I still treasure a Letraset catalogue from 1974. I’m not sure why, as I never really got on with Letraset. If you don’t remember it, I had better explain that in those days it was a form of instant “dry transfer” “rub-down” lettering. And I never could get it lined up straight.
Those were the days long before QuarkXPress (launched in 1987) and Adobe PhotoShop (launched in February 1990).
The catalogue begins:
For designers, graphic artists, draughtsmen, typographers, in fact anyone connected with graphic art, the name Letraset is synonymous with high quality graphic art materials.
It was the best of times, it was the worst of times… Can you believe it? We worked on paper! Where did we ever find the time to apply headlines to artwork letter by letter, rubbed from the back of a transparent plastic sheet?
There were foreign alphabets, too. And it wasn’t just lettering. There were borders, lines, electronics symbols and even art illustrations such as cars and people for use on architectural drawings.
I was at university at the time and I have to admit I mostly used the catalogue as a source book for drawing my own fonts in pen and ink – badly, no doubt, as I am not a natural artist.
By the time I became a newspaper reporter, then sub-editor/designer in the late 1970s, hot metal was on the way out in the industry and we used a computer typesetting system that spewed out headlines and text on strips of “bromide” paper, to be cut with a scalpel by a compositor and stuck with wax on to a paper sheet with the columns, gutters and horizontal guide lines printed in non-reproducing blue.
The comps had to get whole blocks straight, but at least they weren’t fiddling with individual letters. Actually, I lie. I remember once when I was “stone sub” I made a comp cut up the letters of a word and rearrange them, as the spelling was wrong. Then I went to check and found it had been right the first time, so he kindly rearranged it again.
The word was “sacrilege”. It was in 7-point type (that’s VERY small). The little bits of bromide stuck to his fingertips but he got there in the end and put a piece of Sellotape over it to hold it in place. I won’t spell that wrongly ever again…
But back to the Letraset. Around this time I volunteered to help out with a community newsletter using the dry transfer technology and this was where I found I really could NOT line up the headline type using Letraset.
The instructions make it sound so easy ( ! ):
Remove the siliconised backing paper and position required letter on pre-drawn guide line.
Press the letter on to the art surface with your finger and then shade lightly over the whole letter with a ballpoint pen, soft pencil or other blunt instrument.
Carefully pull away the sheet, making sure the transfer has been completed.
Repeat until your word is complete. Then place the backing paper over the lettering and burnish moderately hard for firm adhesion with a smooth instrument, such as the cap of a ballpoint pen.
The system even has “Spacematic – an automatic spacing system which gives optically correct letter spacing…”
Anyway, as I say, I never did quite get it right.
I still love looking at the typefaces, remembering my favourites (for drawing myself) from those days. It was the 1970s.
It was a time of space travel and science fiction and very early computers…

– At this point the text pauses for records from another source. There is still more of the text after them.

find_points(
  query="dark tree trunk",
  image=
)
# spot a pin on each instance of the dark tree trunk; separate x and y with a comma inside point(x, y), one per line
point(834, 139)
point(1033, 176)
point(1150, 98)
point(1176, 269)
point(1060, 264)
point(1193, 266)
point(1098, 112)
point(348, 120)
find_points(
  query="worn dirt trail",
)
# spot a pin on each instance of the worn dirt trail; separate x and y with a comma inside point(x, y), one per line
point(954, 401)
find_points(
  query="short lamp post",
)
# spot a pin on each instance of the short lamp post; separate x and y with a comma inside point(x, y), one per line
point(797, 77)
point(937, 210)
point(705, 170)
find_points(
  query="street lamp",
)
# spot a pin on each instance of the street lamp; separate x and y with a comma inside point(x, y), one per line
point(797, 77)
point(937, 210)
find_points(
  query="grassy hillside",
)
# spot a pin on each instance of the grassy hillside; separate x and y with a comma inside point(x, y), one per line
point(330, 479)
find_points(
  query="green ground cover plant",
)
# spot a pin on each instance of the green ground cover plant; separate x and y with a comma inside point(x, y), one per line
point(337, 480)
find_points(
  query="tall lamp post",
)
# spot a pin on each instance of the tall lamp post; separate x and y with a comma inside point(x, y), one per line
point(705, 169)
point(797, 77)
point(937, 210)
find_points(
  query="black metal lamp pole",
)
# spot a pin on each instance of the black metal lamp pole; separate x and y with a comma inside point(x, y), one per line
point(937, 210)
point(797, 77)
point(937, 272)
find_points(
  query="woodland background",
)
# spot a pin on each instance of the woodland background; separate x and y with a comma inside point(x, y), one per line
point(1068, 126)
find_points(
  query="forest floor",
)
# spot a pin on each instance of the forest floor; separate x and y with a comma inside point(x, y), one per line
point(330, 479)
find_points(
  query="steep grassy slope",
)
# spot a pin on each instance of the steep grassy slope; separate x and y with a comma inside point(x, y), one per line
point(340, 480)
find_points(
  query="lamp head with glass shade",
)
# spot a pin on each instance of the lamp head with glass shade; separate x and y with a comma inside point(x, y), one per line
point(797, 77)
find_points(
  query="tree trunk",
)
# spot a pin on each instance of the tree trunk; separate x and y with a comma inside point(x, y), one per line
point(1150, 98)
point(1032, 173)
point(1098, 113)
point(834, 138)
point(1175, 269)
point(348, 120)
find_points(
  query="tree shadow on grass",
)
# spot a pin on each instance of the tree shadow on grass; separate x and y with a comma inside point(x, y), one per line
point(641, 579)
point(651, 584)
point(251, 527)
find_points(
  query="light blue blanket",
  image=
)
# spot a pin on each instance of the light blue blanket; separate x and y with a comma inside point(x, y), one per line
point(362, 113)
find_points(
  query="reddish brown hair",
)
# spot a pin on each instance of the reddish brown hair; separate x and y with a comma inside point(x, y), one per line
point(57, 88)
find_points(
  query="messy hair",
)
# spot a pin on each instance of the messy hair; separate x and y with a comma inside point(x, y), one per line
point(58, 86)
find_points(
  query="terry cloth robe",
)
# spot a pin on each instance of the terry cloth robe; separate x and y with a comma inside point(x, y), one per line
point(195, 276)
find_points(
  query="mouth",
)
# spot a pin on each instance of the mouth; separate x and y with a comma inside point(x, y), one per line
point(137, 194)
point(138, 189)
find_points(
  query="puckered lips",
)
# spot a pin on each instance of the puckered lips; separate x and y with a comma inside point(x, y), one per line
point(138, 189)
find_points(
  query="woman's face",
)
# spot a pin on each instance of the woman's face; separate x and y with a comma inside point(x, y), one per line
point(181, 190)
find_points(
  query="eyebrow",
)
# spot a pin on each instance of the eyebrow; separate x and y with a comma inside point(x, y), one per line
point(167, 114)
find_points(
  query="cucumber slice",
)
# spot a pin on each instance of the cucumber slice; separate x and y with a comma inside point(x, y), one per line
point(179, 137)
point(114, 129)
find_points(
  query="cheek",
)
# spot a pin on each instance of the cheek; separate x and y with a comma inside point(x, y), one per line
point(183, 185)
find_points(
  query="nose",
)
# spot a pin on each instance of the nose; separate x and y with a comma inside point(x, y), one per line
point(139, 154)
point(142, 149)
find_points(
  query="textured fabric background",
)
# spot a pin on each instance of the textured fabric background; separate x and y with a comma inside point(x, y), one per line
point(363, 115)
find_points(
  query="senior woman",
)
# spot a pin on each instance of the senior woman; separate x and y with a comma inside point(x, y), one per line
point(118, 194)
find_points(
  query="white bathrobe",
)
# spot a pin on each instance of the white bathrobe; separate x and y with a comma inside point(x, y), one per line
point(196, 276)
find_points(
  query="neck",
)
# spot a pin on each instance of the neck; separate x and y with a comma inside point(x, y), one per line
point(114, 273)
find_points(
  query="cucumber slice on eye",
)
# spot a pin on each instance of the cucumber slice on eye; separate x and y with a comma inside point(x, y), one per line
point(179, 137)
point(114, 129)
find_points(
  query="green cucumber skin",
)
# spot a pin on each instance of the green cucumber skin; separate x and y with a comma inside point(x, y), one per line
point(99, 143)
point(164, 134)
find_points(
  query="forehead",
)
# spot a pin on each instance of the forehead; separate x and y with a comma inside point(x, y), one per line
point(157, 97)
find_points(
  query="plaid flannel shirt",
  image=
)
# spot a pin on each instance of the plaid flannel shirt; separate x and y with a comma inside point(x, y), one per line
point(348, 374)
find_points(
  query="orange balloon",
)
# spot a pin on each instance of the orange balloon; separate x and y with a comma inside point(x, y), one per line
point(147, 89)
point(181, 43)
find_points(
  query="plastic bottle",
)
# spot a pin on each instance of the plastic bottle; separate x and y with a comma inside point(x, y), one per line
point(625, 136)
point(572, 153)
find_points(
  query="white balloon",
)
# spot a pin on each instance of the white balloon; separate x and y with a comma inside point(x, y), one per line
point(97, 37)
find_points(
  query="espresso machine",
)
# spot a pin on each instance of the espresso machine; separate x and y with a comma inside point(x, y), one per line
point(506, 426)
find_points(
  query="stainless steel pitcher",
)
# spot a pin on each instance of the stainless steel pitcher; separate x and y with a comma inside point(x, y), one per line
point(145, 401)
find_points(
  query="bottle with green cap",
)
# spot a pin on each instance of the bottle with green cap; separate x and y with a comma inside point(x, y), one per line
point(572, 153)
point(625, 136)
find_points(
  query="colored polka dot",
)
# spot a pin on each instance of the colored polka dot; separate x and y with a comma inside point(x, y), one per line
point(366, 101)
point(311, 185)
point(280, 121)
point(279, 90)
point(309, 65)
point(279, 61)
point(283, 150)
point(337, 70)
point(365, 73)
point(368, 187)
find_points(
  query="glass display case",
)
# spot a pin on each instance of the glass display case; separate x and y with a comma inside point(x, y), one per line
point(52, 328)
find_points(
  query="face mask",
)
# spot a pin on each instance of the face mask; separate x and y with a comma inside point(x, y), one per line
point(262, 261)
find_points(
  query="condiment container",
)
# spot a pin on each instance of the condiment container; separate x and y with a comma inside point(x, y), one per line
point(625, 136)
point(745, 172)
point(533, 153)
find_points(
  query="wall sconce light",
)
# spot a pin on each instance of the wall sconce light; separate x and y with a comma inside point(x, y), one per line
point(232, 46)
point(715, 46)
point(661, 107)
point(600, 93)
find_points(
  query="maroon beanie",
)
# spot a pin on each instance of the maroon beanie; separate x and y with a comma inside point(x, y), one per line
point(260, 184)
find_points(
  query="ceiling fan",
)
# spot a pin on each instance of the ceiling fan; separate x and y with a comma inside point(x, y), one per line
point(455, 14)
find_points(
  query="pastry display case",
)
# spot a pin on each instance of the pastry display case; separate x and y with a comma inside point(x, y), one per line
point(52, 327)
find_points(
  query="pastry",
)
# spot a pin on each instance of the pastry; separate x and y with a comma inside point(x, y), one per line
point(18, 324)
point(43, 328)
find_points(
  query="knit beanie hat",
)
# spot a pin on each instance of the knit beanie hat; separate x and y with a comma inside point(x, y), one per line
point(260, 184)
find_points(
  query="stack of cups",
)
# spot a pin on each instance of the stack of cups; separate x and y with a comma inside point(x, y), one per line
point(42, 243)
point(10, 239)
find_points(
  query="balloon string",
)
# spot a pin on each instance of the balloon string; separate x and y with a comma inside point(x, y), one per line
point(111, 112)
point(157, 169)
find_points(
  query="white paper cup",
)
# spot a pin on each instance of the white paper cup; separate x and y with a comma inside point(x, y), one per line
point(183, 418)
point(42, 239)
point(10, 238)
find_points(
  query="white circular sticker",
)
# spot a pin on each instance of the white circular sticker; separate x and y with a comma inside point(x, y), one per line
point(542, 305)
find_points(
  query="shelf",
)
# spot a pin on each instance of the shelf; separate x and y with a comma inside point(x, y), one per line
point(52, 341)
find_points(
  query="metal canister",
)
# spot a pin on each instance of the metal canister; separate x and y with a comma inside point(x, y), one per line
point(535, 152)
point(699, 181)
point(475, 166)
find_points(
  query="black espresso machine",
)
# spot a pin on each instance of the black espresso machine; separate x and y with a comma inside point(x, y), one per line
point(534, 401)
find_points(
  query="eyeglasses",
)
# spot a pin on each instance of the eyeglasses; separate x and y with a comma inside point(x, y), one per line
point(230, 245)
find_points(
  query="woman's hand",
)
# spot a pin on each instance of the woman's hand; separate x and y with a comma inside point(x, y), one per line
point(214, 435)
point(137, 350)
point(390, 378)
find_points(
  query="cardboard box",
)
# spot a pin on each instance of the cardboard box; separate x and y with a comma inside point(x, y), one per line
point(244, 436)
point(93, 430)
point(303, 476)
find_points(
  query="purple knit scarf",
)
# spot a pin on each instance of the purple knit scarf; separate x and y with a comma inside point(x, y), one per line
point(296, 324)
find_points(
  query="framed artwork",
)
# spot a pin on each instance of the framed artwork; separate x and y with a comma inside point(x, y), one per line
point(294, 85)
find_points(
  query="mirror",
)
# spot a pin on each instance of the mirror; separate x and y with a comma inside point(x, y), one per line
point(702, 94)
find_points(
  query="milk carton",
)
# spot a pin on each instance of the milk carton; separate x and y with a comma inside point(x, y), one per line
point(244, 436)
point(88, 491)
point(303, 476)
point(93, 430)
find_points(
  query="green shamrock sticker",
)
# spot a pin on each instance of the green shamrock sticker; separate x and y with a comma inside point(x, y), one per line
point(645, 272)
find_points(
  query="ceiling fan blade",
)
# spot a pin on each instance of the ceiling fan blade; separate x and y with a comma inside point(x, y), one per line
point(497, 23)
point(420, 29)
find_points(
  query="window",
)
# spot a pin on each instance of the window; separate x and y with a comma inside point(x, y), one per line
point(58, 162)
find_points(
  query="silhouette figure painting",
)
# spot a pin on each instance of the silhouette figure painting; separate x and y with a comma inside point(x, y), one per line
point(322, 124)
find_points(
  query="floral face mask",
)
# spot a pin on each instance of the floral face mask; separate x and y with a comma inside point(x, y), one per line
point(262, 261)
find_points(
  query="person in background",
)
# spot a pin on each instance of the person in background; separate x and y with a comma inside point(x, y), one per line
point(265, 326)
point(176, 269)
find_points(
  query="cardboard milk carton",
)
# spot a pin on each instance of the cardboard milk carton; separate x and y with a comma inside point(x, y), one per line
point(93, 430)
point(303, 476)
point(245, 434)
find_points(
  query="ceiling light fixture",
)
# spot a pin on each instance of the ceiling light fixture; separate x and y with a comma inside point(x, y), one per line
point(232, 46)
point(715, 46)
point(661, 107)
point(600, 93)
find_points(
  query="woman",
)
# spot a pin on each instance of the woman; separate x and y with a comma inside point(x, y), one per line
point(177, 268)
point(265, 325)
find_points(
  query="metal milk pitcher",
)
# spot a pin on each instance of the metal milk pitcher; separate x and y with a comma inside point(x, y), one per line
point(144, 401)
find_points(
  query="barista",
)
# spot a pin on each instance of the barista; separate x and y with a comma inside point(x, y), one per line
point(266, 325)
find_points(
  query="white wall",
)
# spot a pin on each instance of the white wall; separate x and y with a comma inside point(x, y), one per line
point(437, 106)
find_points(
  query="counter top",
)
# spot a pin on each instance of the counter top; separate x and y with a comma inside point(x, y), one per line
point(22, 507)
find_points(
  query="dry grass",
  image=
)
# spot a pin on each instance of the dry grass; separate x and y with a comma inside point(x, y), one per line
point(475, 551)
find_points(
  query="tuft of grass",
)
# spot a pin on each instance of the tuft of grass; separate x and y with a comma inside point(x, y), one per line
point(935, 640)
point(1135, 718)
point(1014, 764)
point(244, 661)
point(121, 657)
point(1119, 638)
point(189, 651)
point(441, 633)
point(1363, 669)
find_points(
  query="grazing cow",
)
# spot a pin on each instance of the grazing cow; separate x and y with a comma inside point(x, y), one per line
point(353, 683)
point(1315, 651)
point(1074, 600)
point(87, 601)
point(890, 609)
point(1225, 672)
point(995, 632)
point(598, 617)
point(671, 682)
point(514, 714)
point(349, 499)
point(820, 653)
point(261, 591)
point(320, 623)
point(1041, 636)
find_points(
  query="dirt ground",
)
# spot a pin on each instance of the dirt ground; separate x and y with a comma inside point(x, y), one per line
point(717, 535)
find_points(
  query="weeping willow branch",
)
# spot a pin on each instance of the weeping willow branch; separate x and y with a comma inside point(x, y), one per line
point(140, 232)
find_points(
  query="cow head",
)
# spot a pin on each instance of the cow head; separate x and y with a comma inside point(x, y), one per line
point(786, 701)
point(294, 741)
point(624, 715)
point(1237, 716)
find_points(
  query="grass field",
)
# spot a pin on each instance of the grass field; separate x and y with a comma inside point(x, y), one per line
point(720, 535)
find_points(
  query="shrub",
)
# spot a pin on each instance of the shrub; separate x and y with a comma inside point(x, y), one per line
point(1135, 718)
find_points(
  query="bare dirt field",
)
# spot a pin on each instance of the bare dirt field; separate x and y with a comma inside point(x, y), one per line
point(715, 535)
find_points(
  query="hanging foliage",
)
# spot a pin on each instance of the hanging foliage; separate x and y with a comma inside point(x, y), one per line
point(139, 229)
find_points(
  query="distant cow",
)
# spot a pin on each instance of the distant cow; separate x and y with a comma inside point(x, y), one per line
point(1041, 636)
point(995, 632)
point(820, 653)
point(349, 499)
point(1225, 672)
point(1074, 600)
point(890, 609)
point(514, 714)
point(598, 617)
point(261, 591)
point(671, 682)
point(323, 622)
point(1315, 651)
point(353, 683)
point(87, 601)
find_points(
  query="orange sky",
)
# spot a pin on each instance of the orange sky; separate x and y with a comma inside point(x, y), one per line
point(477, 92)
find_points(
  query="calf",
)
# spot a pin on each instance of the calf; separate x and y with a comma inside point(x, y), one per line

It was a time of psychedelia and flower power…
It was also a time when most font designers were men with beards…
These were the world’s top type designers in 1974 and they selected Letraset’s special Letragraphica series of typefaces. “And their choice reflects the very latest thinking in typography and type design”.
I intended to label this blog post as “Things of the past: Letraset” – until I googled Letraset and found they are still flourishing. And they still do transfer lettering!
According to Wikipedia, Letraset naturally saw a decline in sales of these materials in the 1990s so moved into the desktop publishing industry with software packages for Mac such as ImageStudio and ColorStudio.
These weren’t very successful, but as Letraset held the rights to their fonts, it made sense to enter the digital font market. They began releasing many fonts in formats such as postscript.
Letraset has also continued to produce marker pens for artwork – in 1974 they emphasised their use of the Pantone colour matching system.
It is fascinating to see that Letraset are now big in the Manga market and hold very successful monthly manga art competitions online, for art drawn using their colouring pens and materials.